Nets General Manager Sean Marks said Tuesday that Irving did not meet with the media Monday or Tuesday because he needed time to “simmer down.” Marks added that he and Tsai were engaged in talks with the ADL.
“I’m certainly not proud of the situation we find ourselves in,” Marks said. “I’d like to get back to basketball. … There is no tolerance and no room for any hate speech or antisemitic remarks in this organization.”
After Brooklyn parted ways with coach Steve Nash on Tuesday, Irving looked disengaged throughout a 108-99 loss to the Chicago Bulls. The seven-time all-star finished with just four points on 2-for-12 shooting, the lowest point total of his four-year Nets tenure.
The Nets said Wednesday that they would work with the ADL, a nonprofit organization, to “develop educational programming that is inclusive and will comprehensively combat all forms of antisemitism and bigotry.”

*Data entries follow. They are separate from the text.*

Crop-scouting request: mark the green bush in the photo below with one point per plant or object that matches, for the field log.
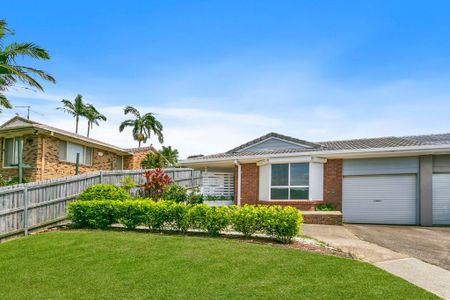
(132, 213)
(211, 219)
(158, 214)
(93, 214)
(248, 219)
(283, 223)
(175, 192)
(180, 217)
(104, 192)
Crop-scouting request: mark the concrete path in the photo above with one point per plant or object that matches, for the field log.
(422, 274)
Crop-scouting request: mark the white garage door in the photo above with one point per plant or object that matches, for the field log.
(380, 199)
(441, 199)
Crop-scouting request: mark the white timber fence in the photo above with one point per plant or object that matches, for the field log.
(24, 207)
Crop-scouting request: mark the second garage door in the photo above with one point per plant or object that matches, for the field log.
(441, 199)
(380, 199)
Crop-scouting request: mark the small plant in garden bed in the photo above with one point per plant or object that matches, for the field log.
(156, 181)
(281, 223)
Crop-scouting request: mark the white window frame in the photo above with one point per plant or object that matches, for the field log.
(289, 186)
(14, 151)
(82, 155)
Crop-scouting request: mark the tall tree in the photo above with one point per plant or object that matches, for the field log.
(11, 72)
(76, 108)
(93, 116)
(142, 125)
(170, 154)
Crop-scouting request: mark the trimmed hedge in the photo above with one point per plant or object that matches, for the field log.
(104, 192)
(281, 223)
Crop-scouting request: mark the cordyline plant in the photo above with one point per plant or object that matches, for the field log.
(156, 182)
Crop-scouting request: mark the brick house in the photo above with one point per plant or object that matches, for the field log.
(51, 152)
(391, 180)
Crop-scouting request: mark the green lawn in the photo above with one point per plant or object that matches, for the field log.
(131, 265)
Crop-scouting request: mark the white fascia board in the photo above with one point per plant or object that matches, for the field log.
(361, 153)
(274, 138)
(298, 159)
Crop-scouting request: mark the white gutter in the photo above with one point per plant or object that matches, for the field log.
(239, 182)
(329, 154)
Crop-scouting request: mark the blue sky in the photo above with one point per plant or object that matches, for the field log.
(219, 73)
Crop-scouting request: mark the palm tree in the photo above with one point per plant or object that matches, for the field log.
(143, 125)
(171, 155)
(93, 116)
(76, 108)
(11, 72)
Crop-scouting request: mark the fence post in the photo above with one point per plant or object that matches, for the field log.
(25, 210)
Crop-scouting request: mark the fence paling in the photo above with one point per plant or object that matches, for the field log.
(29, 205)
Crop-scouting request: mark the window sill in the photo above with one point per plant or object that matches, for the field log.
(74, 164)
(294, 201)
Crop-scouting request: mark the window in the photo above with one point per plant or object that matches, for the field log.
(289, 181)
(11, 151)
(68, 152)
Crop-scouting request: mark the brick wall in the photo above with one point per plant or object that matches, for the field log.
(30, 157)
(134, 162)
(42, 152)
(332, 187)
(332, 183)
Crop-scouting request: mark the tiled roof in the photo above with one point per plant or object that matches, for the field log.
(355, 144)
(141, 149)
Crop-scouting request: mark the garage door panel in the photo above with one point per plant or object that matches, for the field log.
(441, 199)
(383, 199)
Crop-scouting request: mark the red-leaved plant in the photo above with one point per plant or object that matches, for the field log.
(156, 182)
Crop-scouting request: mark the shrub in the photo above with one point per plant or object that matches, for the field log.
(158, 214)
(127, 183)
(195, 198)
(132, 213)
(104, 192)
(211, 219)
(325, 207)
(174, 192)
(93, 214)
(283, 223)
(179, 217)
(248, 219)
(156, 182)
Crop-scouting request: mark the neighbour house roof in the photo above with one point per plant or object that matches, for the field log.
(18, 123)
(328, 146)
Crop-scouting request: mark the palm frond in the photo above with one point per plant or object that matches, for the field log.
(132, 110)
(24, 49)
(126, 123)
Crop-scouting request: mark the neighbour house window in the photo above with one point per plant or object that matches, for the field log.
(11, 151)
(289, 181)
(68, 152)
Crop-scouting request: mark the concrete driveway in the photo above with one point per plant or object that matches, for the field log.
(399, 250)
(430, 244)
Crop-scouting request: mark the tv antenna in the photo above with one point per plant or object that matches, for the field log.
(27, 107)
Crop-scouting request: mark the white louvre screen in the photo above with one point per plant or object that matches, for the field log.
(218, 184)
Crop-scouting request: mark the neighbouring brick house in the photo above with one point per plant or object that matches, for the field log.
(51, 152)
(390, 180)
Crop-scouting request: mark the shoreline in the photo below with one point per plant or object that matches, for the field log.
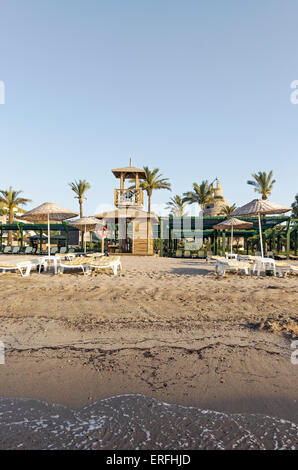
(165, 328)
(235, 371)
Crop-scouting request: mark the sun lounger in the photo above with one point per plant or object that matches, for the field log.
(106, 262)
(284, 268)
(178, 254)
(266, 263)
(23, 267)
(223, 265)
(7, 250)
(214, 258)
(294, 269)
(80, 262)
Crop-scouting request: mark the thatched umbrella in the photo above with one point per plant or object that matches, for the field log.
(46, 212)
(232, 224)
(260, 207)
(85, 224)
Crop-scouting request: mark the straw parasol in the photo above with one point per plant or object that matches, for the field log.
(46, 212)
(85, 224)
(260, 207)
(232, 224)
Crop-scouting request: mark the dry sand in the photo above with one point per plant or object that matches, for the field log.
(169, 329)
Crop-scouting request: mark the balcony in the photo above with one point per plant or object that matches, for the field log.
(128, 197)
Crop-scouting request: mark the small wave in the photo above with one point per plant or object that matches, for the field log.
(137, 422)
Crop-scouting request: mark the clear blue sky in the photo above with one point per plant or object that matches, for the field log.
(197, 88)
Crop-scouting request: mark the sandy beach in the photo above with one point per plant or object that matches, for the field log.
(167, 329)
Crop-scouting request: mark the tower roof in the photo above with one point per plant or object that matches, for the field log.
(129, 172)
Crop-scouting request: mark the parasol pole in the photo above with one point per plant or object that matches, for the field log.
(49, 236)
(261, 237)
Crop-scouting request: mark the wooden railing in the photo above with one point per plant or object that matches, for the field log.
(128, 197)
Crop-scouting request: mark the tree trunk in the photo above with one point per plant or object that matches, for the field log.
(10, 221)
(149, 202)
(148, 218)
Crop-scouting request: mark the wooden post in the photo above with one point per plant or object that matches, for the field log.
(288, 232)
(67, 236)
(161, 239)
(223, 242)
(22, 235)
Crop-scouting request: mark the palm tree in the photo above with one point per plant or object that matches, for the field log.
(202, 194)
(295, 208)
(176, 205)
(79, 188)
(10, 202)
(227, 211)
(154, 180)
(262, 183)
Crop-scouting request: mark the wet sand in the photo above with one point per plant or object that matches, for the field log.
(168, 329)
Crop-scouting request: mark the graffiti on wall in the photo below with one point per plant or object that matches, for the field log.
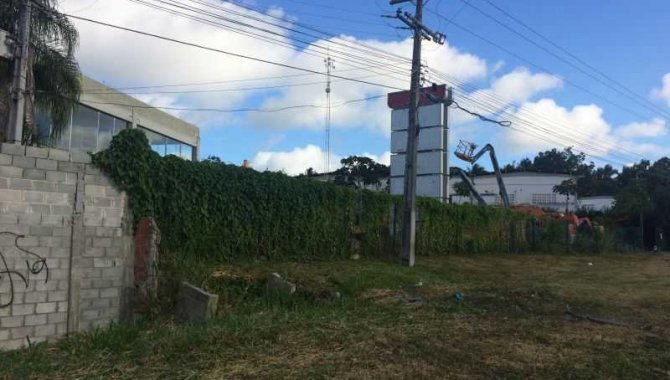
(35, 265)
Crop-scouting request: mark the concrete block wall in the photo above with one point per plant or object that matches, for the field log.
(73, 220)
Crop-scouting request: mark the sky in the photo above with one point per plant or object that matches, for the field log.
(571, 73)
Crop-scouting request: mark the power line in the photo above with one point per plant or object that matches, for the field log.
(176, 4)
(495, 105)
(256, 35)
(238, 89)
(626, 93)
(564, 50)
(232, 54)
(187, 84)
(238, 110)
(541, 68)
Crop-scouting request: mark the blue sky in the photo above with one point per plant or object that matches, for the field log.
(624, 39)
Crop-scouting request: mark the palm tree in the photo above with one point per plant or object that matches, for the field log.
(52, 84)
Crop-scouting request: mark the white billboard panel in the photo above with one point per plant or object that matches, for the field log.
(427, 163)
(429, 116)
(429, 139)
(426, 185)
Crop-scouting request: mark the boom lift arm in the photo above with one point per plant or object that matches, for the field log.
(465, 153)
(471, 187)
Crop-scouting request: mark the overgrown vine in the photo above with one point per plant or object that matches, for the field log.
(226, 212)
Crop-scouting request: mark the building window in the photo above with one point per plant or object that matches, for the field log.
(89, 130)
(544, 199)
(164, 145)
(511, 197)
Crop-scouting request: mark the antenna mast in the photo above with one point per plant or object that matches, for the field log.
(330, 65)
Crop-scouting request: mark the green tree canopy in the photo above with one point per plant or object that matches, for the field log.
(360, 172)
(53, 81)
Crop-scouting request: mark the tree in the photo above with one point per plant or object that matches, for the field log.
(601, 181)
(52, 84)
(461, 188)
(565, 161)
(567, 188)
(632, 200)
(360, 172)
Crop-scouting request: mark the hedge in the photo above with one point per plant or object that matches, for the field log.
(225, 212)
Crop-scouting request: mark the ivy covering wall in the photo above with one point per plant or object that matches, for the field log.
(226, 212)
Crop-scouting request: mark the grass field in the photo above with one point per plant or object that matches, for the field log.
(395, 322)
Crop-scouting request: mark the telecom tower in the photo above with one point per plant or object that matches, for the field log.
(330, 65)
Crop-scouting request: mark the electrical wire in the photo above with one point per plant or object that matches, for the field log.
(503, 123)
(229, 53)
(253, 34)
(625, 93)
(238, 110)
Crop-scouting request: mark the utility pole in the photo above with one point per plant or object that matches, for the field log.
(18, 106)
(409, 211)
(330, 65)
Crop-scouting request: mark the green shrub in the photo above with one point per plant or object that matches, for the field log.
(225, 212)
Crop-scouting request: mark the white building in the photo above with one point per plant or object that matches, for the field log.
(596, 203)
(522, 188)
(103, 112)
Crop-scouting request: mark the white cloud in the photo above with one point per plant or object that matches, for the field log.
(654, 128)
(664, 91)
(582, 126)
(121, 59)
(384, 158)
(520, 85)
(581, 123)
(291, 162)
(299, 159)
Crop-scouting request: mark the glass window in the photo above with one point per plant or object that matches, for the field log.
(119, 125)
(186, 152)
(544, 199)
(84, 135)
(105, 131)
(43, 124)
(62, 141)
(172, 147)
(156, 141)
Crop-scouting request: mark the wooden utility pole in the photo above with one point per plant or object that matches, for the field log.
(409, 211)
(19, 75)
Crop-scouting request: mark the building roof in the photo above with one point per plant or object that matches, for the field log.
(526, 174)
(97, 95)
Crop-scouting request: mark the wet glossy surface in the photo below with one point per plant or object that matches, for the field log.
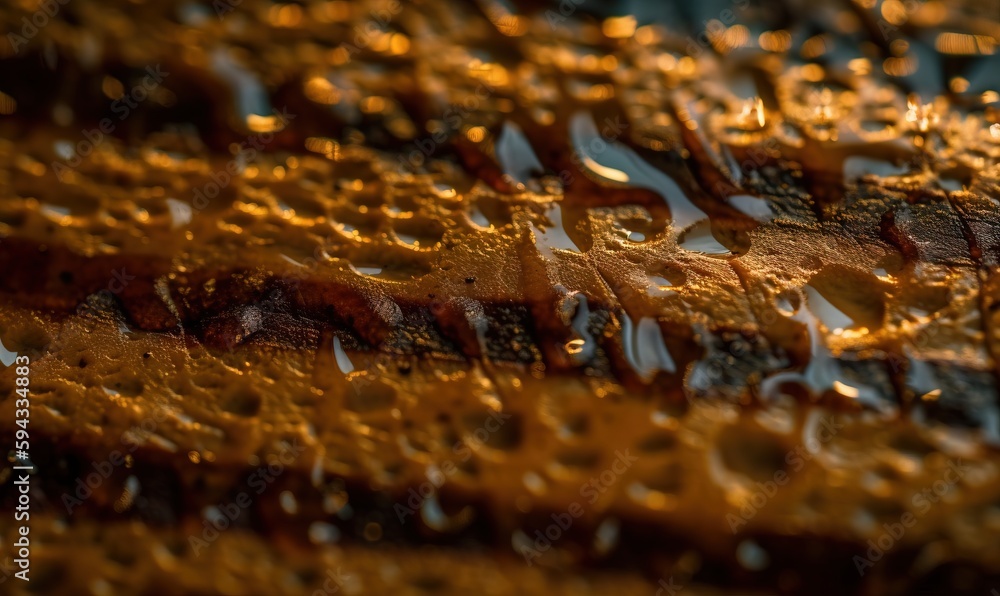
(692, 239)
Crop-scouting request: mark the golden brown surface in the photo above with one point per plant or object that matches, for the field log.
(610, 252)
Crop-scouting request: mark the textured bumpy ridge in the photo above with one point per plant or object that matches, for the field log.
(451, 273)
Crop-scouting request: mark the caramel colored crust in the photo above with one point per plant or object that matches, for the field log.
(492, 272)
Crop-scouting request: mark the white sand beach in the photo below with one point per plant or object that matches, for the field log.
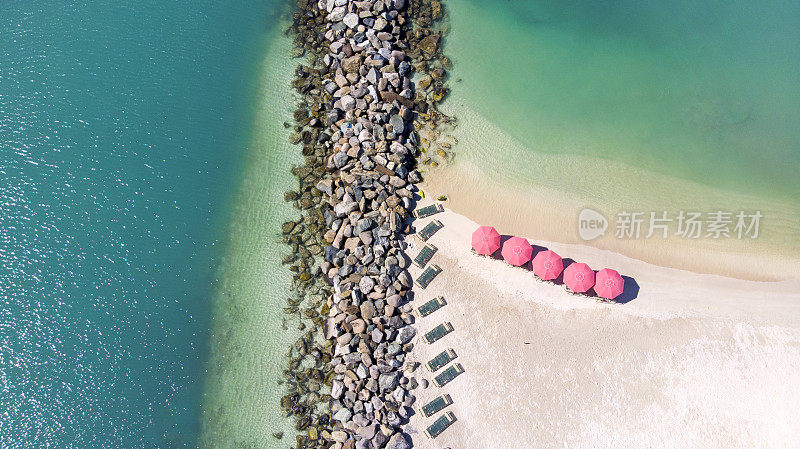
(700, 361)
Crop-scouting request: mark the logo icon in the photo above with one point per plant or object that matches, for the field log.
(591, 224)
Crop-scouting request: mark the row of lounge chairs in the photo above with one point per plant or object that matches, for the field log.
(425, 278)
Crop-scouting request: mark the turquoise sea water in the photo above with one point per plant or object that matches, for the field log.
(706, 91)
(122, 133)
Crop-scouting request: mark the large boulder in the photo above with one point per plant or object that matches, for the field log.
(398, 441)
(405, 334)
(388, 381)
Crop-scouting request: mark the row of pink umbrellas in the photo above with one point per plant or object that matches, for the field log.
(548, 265)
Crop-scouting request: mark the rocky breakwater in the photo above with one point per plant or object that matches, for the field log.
(370, 194)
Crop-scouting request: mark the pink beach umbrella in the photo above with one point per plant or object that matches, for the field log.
(547, 265)
(579, 277)
(485, 240)
(609, 284)
(517, 251)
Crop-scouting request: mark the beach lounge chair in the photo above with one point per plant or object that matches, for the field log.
(431, 306)
(440, 425)
(441, 360)
(427, 211)
(428, 275)
(438, 332)
(449, 374)
(425, 255)
(436, 405)
(429, 230)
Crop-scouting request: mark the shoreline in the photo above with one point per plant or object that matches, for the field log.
(241, 399)
(551, 213)
(716, 352)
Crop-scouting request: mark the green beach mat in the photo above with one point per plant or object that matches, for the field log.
(425, 255)
(436, 405)
(440, 425)
(429, 230)
(431, 306)
(441, 360)
(449, 374)
(427, 211)
(438, 332)
(428, 275)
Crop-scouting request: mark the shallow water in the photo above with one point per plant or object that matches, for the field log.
(704, 91)
(122, 133)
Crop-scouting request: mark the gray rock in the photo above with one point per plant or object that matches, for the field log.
(388, 381)
(397, 124)
(340, 159)
(337, 389)
(366, 284)
(394, 300)
(343, 415)
(367, 308)
(351, 20)
(348, 103)
(398, 440)
(406, 334)
(345, 208)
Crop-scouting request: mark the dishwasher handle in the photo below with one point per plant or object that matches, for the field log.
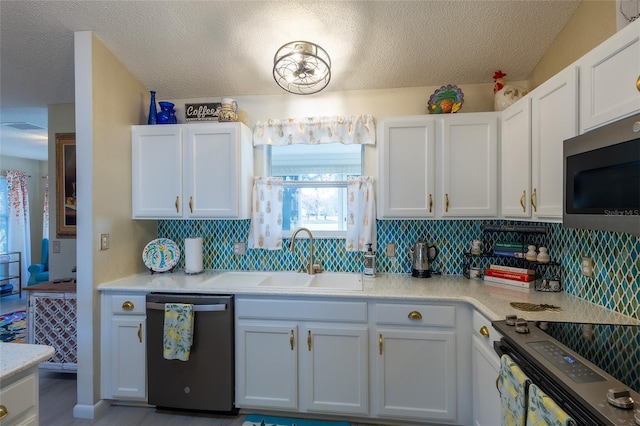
(196, 308)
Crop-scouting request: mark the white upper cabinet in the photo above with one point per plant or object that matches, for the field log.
(610, 79)
(191, 171)
(467, 148)
(462, 182)
(406, 167)
(554, 118)
(156, 171)
(515, 151)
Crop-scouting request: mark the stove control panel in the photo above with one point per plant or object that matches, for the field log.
(620, 397)
(573, 368)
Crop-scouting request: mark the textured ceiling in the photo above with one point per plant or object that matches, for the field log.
(185, 49)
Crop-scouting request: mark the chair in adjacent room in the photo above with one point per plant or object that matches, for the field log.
(39, 272)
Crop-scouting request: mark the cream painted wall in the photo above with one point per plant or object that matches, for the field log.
(109, 99)
(119, 100)
(35, 186)
(61, 118)
(591, 24)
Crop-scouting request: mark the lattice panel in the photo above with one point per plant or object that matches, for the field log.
(55, 324)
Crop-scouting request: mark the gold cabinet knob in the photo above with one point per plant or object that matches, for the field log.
(414, 315)
(484, 331)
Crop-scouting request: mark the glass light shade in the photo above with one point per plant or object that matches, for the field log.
(302, 68)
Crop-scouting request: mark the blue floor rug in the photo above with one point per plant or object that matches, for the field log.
(13, 327)
(260, 420)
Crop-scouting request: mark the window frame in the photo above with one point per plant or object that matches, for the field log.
(341, 184)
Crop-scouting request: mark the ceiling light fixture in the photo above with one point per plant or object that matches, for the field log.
(302, 68)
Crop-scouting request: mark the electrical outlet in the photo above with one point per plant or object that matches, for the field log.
(587, 266)
(391, 250)
(104, 241)
(239, 248)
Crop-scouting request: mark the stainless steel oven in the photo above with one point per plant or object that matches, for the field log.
(561, 359)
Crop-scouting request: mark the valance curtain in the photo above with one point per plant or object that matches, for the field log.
(361, 214)
(316, 130)
(266, 214)
(19, 229)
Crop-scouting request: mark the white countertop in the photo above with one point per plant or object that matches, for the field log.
(17, 357)
(489, 298)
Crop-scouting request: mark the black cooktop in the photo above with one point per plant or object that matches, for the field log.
(580, 361)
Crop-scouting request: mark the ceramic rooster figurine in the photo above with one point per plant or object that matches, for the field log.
(505, 94)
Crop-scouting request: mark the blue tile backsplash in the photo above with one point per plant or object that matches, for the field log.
(615, 283)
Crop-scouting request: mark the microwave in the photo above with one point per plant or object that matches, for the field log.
(601, 179)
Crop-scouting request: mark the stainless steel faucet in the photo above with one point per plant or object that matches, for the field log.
(312, 268)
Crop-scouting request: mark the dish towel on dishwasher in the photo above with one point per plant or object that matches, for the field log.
(178, 331)
(513, 385)
(543, 411)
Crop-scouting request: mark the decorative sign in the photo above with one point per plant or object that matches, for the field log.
(202, 112)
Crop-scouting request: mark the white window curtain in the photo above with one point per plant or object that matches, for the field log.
(361, 214)
(19, 228)
(316, 130)
(266, 214)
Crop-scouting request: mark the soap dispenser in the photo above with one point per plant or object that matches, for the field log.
(369, 262)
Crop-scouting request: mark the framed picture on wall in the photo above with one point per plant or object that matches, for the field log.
(66, 185)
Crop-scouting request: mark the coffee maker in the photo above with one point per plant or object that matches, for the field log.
(421, 255)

“The events of the past week have sparked many emotions within the Nets organization, our Brooklyn community, and the nation,” the organization said in a statement. “The public discourse that followed has brought greater awareness to the challenges we face as a society when it comes to combating hate and hate speech. We are ready to take on this challenge and we recognize that this is a unique moment to make a lasting impact.”
Irving, 30, is averaging 26.9 points, 5.1 rebounds and 5.1 assists for the Nets, who are off to a 2-6 start. The No. 1 pick of the 2011 draft has been a lightning rod for criticism for much of his Brooklyn tenure, including his polarizing decision to remain unvaccinated throughout last season.